Debut author Weike Wang has a lot to celebrate — even if you don’t include her recent PEN/Hemingway Award win (which recognizes a distinguished first book of fiction and comes with a sizable $25,000 prize and two writer’s residencies.) That first book of fiction is Wang’s debut novel, Chemistry, a 2018 Whiting Award for Fiction winner, an NPR Best Book of 2017, and one that landed Wang a place on the National Book Foundation’s 5 Under 35 honoree list. It’s also slated for an Amazon adapted feature by playwright Ming Peiffer, and, if you haven’t had a chance to check it out yet, Chemistry is now out in paperback. That’s a lot for one debut novel.
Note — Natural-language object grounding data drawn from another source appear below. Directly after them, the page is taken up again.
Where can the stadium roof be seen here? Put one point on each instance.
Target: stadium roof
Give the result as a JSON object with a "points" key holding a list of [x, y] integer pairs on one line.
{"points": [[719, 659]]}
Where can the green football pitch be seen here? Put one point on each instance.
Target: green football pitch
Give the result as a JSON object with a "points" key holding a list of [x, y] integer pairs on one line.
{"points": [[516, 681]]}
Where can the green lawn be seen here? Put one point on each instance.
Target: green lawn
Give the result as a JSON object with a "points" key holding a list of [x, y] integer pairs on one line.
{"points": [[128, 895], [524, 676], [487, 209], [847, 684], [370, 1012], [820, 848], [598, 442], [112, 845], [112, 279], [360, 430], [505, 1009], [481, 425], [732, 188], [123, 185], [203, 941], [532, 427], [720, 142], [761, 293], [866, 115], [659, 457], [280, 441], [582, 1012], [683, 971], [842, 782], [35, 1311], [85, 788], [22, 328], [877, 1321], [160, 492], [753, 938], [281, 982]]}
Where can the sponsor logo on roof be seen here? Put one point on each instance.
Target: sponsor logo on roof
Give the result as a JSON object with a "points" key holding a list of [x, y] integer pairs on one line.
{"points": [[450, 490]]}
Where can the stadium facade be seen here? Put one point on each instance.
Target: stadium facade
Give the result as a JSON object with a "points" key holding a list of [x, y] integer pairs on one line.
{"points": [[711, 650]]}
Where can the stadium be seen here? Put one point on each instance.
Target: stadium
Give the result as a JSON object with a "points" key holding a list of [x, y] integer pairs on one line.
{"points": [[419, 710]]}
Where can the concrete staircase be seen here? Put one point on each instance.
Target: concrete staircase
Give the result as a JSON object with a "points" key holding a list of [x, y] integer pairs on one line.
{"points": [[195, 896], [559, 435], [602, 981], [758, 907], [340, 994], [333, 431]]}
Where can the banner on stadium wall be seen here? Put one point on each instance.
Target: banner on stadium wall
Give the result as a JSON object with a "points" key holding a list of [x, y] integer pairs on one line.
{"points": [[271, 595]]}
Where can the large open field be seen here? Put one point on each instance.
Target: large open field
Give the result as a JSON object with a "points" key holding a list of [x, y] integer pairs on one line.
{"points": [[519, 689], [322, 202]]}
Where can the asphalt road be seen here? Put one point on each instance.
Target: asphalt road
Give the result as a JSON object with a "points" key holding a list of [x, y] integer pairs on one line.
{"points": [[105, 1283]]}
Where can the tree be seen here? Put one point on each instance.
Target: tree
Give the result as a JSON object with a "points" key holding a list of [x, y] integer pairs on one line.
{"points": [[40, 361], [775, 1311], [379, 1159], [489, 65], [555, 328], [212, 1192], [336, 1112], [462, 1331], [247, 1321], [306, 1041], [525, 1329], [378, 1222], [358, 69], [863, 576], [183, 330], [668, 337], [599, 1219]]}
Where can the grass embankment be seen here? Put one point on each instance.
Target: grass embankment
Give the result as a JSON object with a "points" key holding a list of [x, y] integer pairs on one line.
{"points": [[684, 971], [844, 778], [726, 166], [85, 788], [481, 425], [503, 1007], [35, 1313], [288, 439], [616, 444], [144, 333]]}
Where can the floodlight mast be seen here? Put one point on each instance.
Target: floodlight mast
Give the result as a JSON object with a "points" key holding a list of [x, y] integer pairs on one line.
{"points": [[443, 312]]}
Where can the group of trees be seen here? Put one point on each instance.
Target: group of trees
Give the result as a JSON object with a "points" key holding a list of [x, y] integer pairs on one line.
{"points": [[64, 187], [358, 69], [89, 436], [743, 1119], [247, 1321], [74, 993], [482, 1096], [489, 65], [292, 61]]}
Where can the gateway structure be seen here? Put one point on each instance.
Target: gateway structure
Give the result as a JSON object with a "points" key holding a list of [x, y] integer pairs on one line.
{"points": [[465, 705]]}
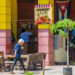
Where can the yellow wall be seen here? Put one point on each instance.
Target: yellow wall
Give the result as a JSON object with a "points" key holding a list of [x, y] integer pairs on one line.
{"points": [[43, 26], [14, 17], [5, 14]]}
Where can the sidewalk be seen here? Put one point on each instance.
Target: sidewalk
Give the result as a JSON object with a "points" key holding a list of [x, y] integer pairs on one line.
{"points": [[52, 70]]}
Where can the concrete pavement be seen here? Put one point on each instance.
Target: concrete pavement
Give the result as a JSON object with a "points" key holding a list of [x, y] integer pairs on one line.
{"points": [[51, 70]]}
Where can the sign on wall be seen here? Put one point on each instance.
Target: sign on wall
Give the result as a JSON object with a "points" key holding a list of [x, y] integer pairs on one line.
{"points": [[43, 14]]}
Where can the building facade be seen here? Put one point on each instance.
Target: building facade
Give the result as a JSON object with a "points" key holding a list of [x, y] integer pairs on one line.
{"points": [[15, 12]]}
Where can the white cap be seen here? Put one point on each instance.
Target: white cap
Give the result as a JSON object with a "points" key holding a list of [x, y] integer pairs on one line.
{"points": [[20, 40]]}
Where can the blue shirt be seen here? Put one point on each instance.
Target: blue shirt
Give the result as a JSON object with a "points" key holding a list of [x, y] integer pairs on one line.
{"points": [[18, 50], [25, 36]]}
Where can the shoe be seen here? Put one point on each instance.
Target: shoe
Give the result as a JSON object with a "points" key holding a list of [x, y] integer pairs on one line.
{"points": [[12, 72], [25, 72]]}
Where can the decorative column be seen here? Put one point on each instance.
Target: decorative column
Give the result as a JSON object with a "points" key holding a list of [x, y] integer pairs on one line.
{"points": [[5, 26], [45, 38]]}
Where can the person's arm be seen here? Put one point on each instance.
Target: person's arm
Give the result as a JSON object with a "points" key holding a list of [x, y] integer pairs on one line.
{"points": [[16, 49], [15, 54]]}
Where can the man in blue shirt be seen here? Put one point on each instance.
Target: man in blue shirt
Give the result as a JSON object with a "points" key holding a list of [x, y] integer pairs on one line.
{"points": [[25, 36], [17, 55]]}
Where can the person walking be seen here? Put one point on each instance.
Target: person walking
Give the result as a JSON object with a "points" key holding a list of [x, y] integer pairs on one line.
{"points": [[17, 55]]}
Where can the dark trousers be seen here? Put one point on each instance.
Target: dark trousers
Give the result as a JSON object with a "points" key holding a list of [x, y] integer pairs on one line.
{"points": [[15, 61]]}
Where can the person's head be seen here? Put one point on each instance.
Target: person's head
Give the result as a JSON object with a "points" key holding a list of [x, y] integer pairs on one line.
{"points": [[20, 42]]}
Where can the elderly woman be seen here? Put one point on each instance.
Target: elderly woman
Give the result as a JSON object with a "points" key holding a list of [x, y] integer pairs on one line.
{"points": [[17, 55]]}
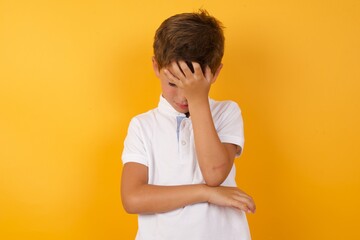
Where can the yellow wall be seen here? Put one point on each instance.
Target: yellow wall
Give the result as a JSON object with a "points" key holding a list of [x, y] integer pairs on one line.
{"points": [[73, 73]]}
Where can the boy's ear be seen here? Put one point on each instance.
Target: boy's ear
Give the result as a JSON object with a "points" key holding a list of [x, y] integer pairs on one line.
{"points": [[216, 73], [155, 66]]}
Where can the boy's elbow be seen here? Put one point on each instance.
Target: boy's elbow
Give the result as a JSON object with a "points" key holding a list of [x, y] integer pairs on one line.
{"points": [[130, 204]]}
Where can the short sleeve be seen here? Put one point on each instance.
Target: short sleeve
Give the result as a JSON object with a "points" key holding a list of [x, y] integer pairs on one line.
{"points": [[134, 146], [231, 127]]}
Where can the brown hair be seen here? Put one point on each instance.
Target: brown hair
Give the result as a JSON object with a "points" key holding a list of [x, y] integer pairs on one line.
{"points": [[196, 37]]}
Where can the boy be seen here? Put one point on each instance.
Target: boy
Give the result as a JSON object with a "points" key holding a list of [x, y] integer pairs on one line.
{"points": [[179, 173]]}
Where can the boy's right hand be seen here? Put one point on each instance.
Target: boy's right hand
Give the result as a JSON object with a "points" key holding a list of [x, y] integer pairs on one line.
{"points": [[231, 197]]}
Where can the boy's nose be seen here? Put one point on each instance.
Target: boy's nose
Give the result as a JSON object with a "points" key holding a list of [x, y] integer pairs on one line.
{"points": [[181, 97]]}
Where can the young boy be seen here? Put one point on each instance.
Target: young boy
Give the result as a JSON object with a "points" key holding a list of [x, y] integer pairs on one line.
{"points": [[179, 173]]}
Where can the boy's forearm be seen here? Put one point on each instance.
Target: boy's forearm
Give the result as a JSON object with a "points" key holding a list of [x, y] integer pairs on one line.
{"points": [[147, 199], [214, 160]]}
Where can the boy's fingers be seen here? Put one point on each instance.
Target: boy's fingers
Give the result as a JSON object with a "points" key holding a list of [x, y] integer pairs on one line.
{"points": [[171, 77], [185, 69], [208, 74], [197, 69], [176, 71]]}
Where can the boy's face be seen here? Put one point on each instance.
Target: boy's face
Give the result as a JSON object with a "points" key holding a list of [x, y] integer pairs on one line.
{"points": [[173, 94]]}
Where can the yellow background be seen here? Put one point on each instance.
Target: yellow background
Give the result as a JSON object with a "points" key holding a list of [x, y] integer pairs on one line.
{"points": [[73, 73]]}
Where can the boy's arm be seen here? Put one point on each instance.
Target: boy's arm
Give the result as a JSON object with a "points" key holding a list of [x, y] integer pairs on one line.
{"points": [[215, 158], [142, 198]]}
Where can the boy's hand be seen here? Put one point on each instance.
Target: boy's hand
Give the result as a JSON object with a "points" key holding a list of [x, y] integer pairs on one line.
{"points": [[195, 85], [231, 197]]}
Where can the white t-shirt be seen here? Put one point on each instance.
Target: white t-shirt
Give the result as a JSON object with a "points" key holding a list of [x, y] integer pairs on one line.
{"points": [[163, 140]]}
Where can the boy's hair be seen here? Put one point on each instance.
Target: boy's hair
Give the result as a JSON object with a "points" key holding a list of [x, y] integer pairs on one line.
{"points": [[196, 37]]}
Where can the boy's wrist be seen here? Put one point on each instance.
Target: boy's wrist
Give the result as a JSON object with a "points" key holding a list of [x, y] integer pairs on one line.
{"points": [[198, 103]]}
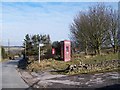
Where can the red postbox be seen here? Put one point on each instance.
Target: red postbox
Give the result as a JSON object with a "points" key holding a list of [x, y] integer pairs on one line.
{"points": [[53, 51], [66, 50]]}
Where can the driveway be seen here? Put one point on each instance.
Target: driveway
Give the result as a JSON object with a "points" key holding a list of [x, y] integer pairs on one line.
{"points": [[10, 76]]}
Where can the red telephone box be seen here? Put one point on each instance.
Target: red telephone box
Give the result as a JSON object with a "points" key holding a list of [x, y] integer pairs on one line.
{"points": [[53, 51], [66, 50]]}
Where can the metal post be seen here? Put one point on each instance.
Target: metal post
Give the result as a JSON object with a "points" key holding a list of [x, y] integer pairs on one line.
{"points": [[25, 48], [39, 53]]}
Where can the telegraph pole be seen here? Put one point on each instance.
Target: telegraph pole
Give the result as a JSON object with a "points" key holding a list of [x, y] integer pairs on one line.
{"points": [[8, 47]]}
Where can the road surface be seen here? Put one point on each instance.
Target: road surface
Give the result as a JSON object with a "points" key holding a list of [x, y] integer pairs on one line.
{"points": [[10, 76]]}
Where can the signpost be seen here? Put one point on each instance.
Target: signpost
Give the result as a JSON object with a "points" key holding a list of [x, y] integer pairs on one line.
{"points": [[40, 45]]}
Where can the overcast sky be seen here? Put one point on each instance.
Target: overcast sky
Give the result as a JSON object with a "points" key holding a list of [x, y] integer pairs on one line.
{"points": [[53, 18]]}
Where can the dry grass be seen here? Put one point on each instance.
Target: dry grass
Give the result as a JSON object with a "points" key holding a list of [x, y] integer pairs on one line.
{"points": [[49, 64]]}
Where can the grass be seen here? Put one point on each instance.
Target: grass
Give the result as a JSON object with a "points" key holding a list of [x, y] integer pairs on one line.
{"points": [[49, 64]]}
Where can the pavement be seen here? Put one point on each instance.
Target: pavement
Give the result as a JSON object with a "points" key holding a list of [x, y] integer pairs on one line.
{"points": [[10, 77], [47, 80]]}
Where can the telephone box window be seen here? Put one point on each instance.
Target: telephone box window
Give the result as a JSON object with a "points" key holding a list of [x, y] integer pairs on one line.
{"points": [[67, 49]]}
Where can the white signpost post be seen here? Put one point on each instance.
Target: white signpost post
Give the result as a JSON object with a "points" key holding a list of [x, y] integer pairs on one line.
{"points": [[40, 45]]}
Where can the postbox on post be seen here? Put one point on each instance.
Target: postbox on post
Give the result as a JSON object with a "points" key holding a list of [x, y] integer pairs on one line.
{"points": [[66, 50]]}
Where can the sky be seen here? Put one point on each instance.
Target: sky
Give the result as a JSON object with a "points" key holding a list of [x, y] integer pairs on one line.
{"points": [[54, 18]]}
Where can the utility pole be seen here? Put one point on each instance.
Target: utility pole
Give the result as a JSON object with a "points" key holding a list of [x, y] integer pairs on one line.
{"points": [[25, 48], [40, 45], [39, 53], [8, 47]]}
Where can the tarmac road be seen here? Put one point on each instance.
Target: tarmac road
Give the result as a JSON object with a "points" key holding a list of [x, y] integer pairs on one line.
{"points": [[10, 76]]}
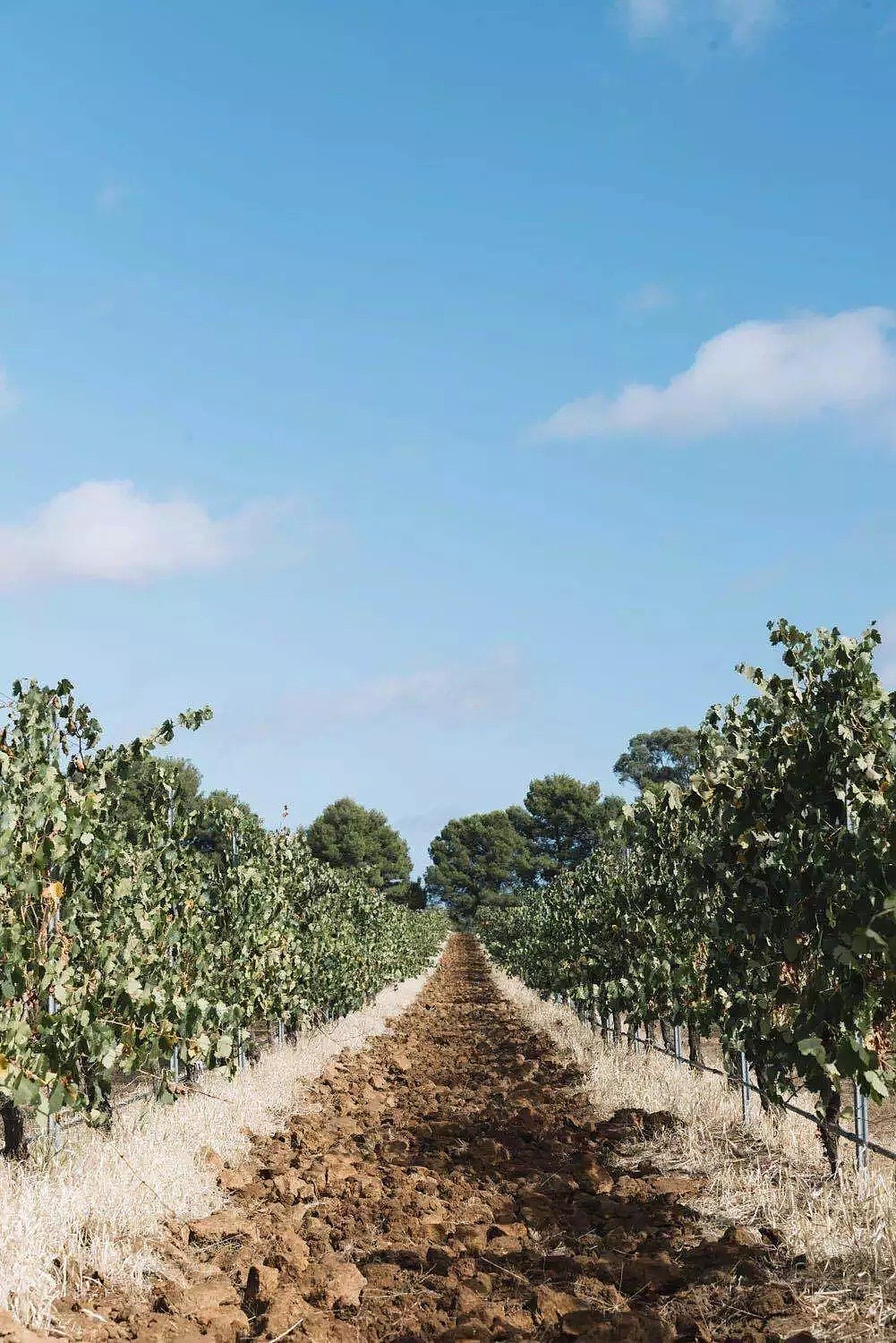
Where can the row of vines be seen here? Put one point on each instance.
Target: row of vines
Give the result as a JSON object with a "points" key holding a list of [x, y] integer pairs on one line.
{"points": [[126, 945], [759, 902]]}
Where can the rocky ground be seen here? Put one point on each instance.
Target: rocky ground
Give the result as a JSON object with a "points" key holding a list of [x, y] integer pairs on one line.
{"points": [[450, 1184]]}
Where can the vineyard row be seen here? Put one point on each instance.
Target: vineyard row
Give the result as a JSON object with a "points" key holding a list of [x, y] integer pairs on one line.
{"points": [[132, 948], [759, 902]]}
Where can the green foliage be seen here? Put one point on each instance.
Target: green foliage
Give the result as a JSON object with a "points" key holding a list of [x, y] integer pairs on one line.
{"points": [[121, 937], [667, 755], [477, 860], [359, 840], [562, 821], [756, 899]]}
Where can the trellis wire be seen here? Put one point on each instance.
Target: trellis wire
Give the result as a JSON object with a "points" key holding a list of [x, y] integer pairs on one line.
{"points": [[858, 1135]]}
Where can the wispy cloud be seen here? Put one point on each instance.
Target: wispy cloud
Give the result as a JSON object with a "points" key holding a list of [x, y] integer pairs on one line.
{"points": [[743, 21], [755, 373], [446, 696], [7, 395], [107, 531], [112, 198], [648, 298], [887, 652]]}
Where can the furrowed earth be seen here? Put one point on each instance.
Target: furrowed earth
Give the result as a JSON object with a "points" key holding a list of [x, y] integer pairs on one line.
{"points": [[452, 1184]]}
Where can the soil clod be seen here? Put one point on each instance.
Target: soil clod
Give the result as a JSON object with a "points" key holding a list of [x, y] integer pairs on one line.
{"points": [[450, 1182]]}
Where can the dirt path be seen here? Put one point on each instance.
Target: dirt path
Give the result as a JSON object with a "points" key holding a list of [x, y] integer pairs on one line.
{"points": [[450, 1184]]}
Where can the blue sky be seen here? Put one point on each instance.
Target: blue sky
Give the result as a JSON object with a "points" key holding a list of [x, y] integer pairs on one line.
{"points": [[440, 392]]}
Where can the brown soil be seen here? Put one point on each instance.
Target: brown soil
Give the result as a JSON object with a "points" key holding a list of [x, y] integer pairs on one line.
{"points": [[450, 1184]]}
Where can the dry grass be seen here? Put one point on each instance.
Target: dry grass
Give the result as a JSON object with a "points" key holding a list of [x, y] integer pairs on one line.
{"points": [[767, 1174], [97, 1208]]}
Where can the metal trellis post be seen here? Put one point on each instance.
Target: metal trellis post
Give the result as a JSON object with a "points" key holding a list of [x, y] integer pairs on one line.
{"points": [[745, 1087], [860, 1107]]}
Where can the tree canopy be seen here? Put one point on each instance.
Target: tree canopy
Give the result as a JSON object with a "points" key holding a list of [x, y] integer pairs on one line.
{"points": [[667, 755], [560, 821], [476, 860], [491, 857], [349, 835]]}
But a worthy debut it is. Chemistry tells the story of a quirky, matter-of-fact, intensely overworked, list-making unnamed narrator who is facing intense pressure. It comes from her Chinese-American immigrant parents, from her boyfriend who is patiently waiting for a response to his marriage proposal, and from her doctoral adviser. Finally, she cracks, leaving her university, disappointing her parents, and sending her boyfriend (literally) packing. It’s a journey that, at least in terms of the narrator’s education, Wang herself has taken; she earned first a undergraduate degree in chemistry and then a doctorate in public health from Harvard University, before completing her MFA at Boston University.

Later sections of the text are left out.